Solar-driven Ag@NH2-MIL-125/PAES-CF3-COOH tight reactive hybrid ultrafiltration membranes for high self-cleaning efficiency

Abstract

Efficient utilization of renewable solar energy is attractive in the membrane separation process of water treatment. In this study, a series of tight reactive hybrid ultrafiltration membranes were fabricated by covalently grafting Ag@NH2-MIL-125 nanoclusters on the side chains of a poly(aryl ether sulfone) matrix containing trifluoromethyl and carboxyl groups. Due to the homogeneous introduction of functional nanoreactors with high-efficiency solar photocatalytic degradation ability, the prepared tight hybrid membranes could approach good self-cleaning anti-fouling properties under sunlight irradiation.
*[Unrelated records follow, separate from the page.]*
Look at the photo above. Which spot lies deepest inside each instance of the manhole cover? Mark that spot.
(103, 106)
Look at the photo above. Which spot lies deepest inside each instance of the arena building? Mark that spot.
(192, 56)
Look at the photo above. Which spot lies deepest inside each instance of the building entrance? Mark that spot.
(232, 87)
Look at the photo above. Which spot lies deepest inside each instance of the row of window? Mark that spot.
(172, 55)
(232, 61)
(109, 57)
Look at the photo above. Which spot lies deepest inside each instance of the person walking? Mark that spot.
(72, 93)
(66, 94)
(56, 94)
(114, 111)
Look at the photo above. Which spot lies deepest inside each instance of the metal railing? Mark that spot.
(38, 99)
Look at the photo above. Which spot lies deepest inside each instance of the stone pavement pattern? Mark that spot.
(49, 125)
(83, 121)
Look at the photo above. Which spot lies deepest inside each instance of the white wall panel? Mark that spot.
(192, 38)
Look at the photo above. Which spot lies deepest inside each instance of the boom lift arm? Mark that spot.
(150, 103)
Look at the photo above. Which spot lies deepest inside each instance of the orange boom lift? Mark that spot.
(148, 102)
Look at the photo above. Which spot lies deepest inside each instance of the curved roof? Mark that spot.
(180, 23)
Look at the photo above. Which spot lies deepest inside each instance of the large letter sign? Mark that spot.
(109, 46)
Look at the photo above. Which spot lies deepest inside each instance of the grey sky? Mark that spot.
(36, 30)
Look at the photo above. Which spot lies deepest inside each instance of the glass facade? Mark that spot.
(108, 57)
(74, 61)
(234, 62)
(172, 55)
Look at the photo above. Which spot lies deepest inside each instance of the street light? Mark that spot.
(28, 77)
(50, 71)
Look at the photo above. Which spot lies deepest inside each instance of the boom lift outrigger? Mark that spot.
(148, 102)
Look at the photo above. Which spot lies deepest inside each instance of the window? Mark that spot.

And the optimal sample exhibited an excellent water flux recovery ratio of 99.1% after irradiated by 10 min simulated sunlight. Additionally, the tight reactive hybrid membranes displayed excellent anti-aging robustness via the use of a fluorine-containing poly matrix, maintaining the stable high pollutant retention rate during the long-term ultrafiltration separation process. This work provided a new strategy to fabricate high-performance solar-driven reactive hybrid membranes for ultrafiltration separation processes.